The problem here isn’t that someone is seeking justice, but that our fallen human nature gets in the way of true justice, and it becomes nothing more than vengeance.  Our own hearts, as our first reading from Sirach reminds us, sometimes cling to things that are sinful.  In cases when we desire something like sinful wrath or vengeance, it is because it feels good now, as we are seeking something that would bring us comfort.  Of course, this is quickly fleeting comfort, as the shame of acting on these sinful thoughts would greatly outweigh the short-term satisfaction.


Our reading from Sirach also gives us our path forward in these situations, in the form of a question we must ask ourselves:


Could anyone refuse mercy to another like himself;
can he seek pardon for his own sins?


First we have to remember that the other individual is a person, like ourselves.  Pay attention to how you think about or refer to the person you harbor a grudge against.  Do you call them names or deride them, even in your own head?  This is the way we dehumanize our enemies, in order to make it easier to hate them, and so must be avoided at all times.

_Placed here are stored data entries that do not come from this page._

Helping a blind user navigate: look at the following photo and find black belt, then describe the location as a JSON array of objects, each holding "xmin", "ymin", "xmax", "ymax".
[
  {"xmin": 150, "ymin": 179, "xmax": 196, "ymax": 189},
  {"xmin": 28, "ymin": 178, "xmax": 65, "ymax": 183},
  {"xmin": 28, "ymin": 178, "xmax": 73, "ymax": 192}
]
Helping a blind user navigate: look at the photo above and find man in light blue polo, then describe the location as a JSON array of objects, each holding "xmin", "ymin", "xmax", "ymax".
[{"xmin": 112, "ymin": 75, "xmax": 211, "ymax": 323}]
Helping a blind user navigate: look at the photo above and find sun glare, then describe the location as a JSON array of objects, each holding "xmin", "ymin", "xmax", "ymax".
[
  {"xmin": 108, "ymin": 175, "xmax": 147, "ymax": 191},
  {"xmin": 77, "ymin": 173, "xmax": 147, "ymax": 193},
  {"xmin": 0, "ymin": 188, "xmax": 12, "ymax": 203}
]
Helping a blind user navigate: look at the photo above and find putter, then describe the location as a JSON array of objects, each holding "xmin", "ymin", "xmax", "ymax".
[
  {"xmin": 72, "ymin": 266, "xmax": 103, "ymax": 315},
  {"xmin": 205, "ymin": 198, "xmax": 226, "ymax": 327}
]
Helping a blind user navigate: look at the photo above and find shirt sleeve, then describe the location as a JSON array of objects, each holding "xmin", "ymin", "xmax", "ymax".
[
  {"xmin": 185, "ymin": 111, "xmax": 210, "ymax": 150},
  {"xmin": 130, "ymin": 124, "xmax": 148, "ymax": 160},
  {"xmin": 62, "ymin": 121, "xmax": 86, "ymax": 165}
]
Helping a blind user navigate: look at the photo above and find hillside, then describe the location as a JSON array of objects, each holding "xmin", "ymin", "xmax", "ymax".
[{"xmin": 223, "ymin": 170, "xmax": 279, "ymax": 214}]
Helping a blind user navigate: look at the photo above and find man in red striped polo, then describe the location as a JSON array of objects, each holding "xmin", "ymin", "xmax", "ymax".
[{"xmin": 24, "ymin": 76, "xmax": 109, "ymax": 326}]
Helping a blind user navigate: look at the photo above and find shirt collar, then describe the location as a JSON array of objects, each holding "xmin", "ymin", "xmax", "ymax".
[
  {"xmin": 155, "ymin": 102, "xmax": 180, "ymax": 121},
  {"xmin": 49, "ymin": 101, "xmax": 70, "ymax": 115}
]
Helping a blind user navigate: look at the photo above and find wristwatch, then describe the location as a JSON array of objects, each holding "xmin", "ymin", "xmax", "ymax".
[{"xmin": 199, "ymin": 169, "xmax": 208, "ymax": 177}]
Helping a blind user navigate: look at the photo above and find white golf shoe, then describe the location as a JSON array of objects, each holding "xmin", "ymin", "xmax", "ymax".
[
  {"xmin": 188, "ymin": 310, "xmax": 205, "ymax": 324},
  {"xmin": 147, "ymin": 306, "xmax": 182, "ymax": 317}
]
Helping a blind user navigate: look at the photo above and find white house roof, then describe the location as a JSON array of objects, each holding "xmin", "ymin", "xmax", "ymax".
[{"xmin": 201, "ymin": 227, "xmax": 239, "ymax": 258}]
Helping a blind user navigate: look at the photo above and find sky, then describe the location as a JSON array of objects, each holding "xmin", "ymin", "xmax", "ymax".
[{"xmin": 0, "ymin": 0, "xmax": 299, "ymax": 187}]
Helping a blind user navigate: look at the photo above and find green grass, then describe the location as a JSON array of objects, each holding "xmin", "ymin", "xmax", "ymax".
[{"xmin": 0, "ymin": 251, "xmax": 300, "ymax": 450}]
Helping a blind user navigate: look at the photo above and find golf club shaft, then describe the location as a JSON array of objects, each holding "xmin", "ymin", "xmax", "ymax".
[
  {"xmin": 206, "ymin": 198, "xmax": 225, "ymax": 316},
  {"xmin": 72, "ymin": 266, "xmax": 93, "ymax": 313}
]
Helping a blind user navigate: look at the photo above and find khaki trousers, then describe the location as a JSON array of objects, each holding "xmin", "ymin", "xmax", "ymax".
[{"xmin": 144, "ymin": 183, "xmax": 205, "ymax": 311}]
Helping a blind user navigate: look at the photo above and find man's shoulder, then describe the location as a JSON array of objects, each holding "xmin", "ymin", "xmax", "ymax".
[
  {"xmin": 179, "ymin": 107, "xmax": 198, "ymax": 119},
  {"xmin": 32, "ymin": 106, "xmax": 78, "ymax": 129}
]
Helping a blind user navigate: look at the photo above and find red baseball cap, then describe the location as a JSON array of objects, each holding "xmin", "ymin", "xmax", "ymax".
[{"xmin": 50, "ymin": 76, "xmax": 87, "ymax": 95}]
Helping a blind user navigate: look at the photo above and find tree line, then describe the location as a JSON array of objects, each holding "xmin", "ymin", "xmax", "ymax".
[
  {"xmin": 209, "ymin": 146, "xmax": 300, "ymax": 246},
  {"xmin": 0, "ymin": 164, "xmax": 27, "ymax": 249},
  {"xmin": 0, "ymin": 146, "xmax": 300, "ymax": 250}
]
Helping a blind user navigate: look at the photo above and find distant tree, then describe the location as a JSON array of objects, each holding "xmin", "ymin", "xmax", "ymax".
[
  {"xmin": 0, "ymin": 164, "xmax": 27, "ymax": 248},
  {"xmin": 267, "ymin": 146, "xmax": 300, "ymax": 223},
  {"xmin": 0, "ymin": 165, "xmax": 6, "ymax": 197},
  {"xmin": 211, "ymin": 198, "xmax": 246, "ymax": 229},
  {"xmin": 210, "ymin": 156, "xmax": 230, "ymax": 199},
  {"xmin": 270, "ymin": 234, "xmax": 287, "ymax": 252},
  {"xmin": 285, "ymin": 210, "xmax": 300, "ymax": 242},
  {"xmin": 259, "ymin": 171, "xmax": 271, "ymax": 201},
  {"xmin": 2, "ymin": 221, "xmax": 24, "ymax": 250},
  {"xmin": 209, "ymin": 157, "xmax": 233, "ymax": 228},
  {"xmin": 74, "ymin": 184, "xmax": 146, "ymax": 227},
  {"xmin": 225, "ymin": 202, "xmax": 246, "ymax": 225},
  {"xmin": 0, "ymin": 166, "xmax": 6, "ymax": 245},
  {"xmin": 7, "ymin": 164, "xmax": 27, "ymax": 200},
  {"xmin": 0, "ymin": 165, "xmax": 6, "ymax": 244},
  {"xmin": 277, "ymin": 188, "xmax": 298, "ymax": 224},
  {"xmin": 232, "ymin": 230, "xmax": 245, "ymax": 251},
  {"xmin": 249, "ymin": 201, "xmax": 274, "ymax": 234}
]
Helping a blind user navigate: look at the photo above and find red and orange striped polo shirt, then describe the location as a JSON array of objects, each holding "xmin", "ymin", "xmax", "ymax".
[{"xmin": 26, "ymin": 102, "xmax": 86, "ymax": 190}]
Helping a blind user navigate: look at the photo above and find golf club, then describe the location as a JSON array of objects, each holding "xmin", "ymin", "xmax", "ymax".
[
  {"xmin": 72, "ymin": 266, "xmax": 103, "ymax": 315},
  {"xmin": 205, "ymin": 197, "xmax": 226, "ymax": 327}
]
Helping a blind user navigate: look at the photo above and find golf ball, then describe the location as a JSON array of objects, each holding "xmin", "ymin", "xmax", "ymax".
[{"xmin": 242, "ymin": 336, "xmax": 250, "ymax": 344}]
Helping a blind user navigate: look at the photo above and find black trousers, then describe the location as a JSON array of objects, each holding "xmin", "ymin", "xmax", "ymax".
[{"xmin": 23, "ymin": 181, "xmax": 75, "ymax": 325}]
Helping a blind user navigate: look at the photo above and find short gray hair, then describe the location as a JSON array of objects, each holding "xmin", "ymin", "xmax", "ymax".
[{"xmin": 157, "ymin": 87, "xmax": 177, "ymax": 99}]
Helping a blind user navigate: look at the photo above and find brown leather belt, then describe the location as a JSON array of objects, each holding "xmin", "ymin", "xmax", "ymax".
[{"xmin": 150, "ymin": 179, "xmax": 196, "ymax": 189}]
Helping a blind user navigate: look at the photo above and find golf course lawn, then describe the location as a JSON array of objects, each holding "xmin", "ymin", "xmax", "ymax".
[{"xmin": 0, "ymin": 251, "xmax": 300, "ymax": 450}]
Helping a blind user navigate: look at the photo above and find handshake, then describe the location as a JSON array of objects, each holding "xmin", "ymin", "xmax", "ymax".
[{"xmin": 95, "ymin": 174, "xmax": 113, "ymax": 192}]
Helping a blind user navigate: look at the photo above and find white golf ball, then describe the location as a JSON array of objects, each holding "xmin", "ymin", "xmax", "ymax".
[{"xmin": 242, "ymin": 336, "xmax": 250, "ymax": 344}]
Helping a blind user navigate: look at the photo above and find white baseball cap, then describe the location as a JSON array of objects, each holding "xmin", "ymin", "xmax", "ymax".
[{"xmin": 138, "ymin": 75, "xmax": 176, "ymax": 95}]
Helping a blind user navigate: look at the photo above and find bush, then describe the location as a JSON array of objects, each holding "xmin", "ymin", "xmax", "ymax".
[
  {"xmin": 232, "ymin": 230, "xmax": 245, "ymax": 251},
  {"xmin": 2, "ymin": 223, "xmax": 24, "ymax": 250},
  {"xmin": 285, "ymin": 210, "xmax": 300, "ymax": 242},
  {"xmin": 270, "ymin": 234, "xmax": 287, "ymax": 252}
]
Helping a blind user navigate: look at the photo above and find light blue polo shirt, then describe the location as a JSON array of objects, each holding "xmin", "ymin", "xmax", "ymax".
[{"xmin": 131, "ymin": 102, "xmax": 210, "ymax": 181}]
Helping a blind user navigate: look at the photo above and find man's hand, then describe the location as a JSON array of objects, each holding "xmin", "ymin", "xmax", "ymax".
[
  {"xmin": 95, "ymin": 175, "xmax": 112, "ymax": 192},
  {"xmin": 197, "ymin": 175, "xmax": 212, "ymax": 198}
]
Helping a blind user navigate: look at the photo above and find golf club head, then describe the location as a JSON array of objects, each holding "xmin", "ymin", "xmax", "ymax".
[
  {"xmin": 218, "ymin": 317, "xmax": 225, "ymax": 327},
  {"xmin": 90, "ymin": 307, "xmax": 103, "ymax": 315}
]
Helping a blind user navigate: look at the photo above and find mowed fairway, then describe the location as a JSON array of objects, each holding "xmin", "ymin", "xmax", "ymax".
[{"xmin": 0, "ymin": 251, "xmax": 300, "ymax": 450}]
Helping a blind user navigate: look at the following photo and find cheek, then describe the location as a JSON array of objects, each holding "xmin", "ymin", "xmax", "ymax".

Then, of course, we must also consider how we could ever expect to be treated with mercy if we are not practicing mercy in our own lives.  Do we act under the assumption that God will forgive us?  Thus, are we holding others to a higher standard than ourselves?   What does that say about us?  We have to be vigilant with ourselves, so that we are truly seeing those who have wronged us as human beings like us.  Only then can we avoid clinging to the sinful inclinations of our hearts that seem comforting in-the-moment, but always lead us out of God’s Grace.